Стрелки поклонились и заняли места. Гарольд действительно подвергался смертельной опасности: хотя спина его прикрывалась деревом, но щит мог закрыть только грудь и руки, а из-за его быстрого вращения нельзя было прицелиться так, чтобы только ранить, а не убить насмерть; но он смотрел на все совершенно спокойно.

Пять стрел просвистели в одно время по воздуху, но Гарольд так искусно прикрывался щитом, что три из них отскочили назад, а две переломились надвое. Видя, что грудь Гарольда осталась открытой, когда он обивался от стрел, герцог бросил в него свое острое копье.

– Берегись! – воскликнул Тельефер. Бдительный Гарольд не нуждался в этом предостережении: будто презирая летевшее в него копье, он двинулся вперед и одним взмахом секиры разрубил его пополам. Не успел Вильгельм вскрикнуть от злобы, как остальные стрелы раздробились о щит.

– Я только отражал нападение, герцог, – проговорил спокойно Гарольд, приближаясь к противнику, – но моя секира умеет не только отражать, но и нападать. Прошу тебя приказать положить на этот камень, который кажется мне памятником древности, самый крепкий шлем и лучший работы панцирь, тогда ты увидишь, что мы можем нашими секирами отстоять свою родину.

– Если ты разрубишь своей секирой тот шлем, который был на мне, когда от меня бежали франки со своим королем во главе, то я буду пенять на Цезаря, выдумавшего такое ужасное оружие, – проговорил герцог злобно, уходя в свою палатку. Он вскоре вернулся со шлемом и кольчугой. Оба эти доспеха были у нормандцев тяжелее, чем у датчан, которые сражались пешими и потому не могли носить на себе тяжести.

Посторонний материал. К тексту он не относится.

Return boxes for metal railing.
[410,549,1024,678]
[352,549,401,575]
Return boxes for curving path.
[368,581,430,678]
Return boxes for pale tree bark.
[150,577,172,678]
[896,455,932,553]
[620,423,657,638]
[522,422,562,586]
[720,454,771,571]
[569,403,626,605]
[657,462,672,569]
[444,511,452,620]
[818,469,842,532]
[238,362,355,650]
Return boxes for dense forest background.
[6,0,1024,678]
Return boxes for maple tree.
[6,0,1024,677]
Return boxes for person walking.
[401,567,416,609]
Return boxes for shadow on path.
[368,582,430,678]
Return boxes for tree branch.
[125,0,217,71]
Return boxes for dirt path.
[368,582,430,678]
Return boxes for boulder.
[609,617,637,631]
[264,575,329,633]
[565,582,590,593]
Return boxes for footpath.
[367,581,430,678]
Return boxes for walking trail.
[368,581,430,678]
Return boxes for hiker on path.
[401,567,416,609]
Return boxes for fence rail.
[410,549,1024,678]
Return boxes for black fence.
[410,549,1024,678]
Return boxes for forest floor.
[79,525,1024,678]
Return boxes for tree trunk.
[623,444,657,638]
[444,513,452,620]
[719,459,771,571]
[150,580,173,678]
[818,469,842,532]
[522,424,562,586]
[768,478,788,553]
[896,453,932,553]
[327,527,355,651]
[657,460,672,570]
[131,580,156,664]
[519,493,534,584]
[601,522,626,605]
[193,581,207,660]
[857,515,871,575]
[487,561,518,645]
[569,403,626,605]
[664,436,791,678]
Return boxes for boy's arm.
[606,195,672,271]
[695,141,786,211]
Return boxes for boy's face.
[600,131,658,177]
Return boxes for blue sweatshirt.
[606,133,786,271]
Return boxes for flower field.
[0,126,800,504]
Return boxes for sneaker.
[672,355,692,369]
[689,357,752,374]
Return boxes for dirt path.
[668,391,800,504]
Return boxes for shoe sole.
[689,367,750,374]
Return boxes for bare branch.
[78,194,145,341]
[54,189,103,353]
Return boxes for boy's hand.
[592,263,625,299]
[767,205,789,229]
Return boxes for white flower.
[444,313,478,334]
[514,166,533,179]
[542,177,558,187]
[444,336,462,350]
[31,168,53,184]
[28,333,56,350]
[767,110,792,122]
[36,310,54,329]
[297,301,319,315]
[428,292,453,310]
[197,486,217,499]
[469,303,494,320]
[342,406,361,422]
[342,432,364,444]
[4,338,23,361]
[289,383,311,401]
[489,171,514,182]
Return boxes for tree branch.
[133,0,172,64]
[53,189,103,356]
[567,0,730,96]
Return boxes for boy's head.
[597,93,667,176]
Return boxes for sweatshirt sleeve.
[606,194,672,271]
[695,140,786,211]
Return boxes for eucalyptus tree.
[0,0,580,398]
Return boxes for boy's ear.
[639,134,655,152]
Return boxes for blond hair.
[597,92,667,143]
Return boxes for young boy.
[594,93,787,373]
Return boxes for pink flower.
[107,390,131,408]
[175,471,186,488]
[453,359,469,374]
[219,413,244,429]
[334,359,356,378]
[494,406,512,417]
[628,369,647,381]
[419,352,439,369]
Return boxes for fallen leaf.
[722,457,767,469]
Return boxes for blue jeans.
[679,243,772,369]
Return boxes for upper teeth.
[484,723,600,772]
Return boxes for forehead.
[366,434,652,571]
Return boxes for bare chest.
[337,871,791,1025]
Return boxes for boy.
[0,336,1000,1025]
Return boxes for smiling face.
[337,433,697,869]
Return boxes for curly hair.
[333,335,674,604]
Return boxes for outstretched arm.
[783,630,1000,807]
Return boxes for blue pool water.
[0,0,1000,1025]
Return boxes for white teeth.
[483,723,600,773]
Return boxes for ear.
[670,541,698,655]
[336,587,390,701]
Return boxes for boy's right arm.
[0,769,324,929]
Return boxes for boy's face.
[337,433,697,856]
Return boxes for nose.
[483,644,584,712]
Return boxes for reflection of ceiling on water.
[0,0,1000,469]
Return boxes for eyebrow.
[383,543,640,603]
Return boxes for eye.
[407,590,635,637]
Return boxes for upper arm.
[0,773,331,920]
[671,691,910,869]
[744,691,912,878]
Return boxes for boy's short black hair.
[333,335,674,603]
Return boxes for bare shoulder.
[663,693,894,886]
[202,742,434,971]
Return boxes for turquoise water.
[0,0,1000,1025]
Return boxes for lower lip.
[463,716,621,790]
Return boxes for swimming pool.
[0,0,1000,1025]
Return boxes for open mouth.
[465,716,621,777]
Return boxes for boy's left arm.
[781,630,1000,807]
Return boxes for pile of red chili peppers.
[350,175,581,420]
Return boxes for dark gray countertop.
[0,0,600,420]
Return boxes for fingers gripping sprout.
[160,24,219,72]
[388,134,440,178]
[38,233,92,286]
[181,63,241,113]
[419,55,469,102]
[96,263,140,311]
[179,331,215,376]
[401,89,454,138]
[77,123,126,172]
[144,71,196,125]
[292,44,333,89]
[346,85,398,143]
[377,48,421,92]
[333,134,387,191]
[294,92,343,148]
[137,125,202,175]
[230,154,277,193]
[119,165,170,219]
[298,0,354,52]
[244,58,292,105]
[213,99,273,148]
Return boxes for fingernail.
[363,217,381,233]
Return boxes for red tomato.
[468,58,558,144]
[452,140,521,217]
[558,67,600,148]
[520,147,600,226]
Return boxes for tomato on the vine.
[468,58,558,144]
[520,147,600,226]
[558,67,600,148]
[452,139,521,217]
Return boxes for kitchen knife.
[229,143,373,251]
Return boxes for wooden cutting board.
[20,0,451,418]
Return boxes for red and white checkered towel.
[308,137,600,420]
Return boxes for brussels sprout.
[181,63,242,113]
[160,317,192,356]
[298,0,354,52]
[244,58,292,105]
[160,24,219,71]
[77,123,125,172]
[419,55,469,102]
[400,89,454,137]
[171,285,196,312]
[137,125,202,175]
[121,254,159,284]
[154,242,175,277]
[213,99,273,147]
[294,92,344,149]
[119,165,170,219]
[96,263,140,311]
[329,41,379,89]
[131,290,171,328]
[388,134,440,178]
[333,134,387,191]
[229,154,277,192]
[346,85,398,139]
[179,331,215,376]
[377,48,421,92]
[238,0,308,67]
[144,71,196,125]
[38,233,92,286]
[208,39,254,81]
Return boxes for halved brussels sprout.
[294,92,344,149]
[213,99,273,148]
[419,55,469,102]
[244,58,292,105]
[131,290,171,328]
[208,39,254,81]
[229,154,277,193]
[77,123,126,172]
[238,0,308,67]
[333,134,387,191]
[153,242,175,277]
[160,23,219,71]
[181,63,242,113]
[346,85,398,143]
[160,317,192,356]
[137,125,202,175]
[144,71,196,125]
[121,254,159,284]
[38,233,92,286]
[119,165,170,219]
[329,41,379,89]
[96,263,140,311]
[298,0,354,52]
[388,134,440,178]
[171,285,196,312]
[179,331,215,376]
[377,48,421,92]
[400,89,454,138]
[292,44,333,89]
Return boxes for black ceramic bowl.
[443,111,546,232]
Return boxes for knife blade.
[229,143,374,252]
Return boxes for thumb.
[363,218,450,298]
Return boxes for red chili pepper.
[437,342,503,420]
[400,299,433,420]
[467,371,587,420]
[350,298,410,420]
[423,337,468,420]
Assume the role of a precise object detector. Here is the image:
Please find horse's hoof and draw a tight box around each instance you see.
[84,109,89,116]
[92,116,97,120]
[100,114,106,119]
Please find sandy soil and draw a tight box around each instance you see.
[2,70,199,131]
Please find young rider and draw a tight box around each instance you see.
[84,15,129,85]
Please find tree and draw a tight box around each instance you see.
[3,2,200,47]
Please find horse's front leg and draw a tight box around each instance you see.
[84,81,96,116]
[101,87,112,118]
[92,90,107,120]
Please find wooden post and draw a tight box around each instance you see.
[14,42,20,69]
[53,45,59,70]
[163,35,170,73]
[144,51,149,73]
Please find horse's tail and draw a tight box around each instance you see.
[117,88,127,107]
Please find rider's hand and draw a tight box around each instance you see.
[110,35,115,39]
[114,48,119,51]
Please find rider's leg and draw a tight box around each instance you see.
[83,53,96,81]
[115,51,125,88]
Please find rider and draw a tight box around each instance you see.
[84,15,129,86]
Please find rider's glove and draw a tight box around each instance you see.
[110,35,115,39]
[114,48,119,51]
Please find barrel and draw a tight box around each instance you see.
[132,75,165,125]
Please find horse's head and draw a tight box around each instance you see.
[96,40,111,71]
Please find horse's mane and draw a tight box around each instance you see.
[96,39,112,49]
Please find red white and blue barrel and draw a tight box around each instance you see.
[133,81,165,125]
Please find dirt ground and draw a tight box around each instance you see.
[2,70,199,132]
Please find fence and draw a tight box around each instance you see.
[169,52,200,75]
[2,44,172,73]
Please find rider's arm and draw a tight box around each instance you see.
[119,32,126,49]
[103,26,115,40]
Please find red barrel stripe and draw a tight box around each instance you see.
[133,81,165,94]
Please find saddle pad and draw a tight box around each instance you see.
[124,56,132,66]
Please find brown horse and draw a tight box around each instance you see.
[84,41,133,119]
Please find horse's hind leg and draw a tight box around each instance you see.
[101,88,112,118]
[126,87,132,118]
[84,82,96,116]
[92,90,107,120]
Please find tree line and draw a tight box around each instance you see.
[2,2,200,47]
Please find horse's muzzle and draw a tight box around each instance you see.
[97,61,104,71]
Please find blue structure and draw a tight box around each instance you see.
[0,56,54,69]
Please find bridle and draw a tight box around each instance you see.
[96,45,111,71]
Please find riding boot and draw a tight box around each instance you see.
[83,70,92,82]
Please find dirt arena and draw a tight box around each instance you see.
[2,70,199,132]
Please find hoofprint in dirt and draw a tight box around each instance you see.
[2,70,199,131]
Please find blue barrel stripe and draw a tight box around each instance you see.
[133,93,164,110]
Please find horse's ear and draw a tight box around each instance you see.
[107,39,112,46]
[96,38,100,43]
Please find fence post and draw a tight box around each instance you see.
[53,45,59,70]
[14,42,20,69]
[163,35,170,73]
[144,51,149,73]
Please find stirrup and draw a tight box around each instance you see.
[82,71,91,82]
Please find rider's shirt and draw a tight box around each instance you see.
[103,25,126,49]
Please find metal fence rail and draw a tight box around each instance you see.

Вильгельм сам положил принесенное на указанный Гарольдом камень. Гарольд тщательно осмотрел лезвие секиры. Она была так щедро разукрашена золотом, что трудно было считать ее боевой, но граф получил это оружие в наследство от Кнута Великого, который хоть и был небольшого роста, редкое исключение среди датчан, подменял силу проворством и превосходным оружием. Если эта секира могла прославиться в нежных руках Кнута, то тем гибельнее она должна была быть, когда ею владел мощный Гарольд. Он замахнулся ею с быстротой молнии, и она с треском разрубила пополам шлем; второй удар раздробил кольчугу и кусок камня. Зрители остолбенели от удивления, а Вильгельм побледнел, как мертвец. Он понял, что при всей своей силе должен уступить Гарольду первенство и что замечательная его способность притворяться не принесет ему уже дальнейшей пользы.

– Есть ли во всем мире еще один человек, который мог бы совершить подобное чудо?! – воскликнул Брюс, предок знаменитого шотландца Брюса.

– О, таких чудотворцев я оставил по крайней мере тысяч тридцать в Англии! – ответил Гарольд. – Я шалил только, а во время боя моя сила увеличивается в десять раз.

Вильгельм скороговоркой похвалил искусство Гарольда, чтобы не показать, что понял этот ловкий намек, а Фиц-Осборн, де-Боген и другие громко изъявляли свой искренний восторг храброму графу.

Герцог снова подозвал де-Гравиля и пошел с ним в палатку епископа Одо, который только в исключительных случаях принимал участие в сражении, но постоянно сопровождал Вильгельма в его походах для того, чтобы воодушевлять войско, и высказывал свое мнение в военном совете. Одо, несмотря на строгие нравы нормандцев, отличившийся не столько на полях Марса, сколько в пышных чертогах, был занят составлением письма к одной прекрасной особе в Руане, с которой ему было очень трудно расстаться, чтобы следовать за братом. Увидев герцога, который был чрезвычайно строг к подобным проделкам, он бросил письмо в ящик и сказал равнодушно:

– Мне вздумалось написать маленький трактат о благочестии... Но что с тобой? Ты, кажется, чем-то сильно расстроен?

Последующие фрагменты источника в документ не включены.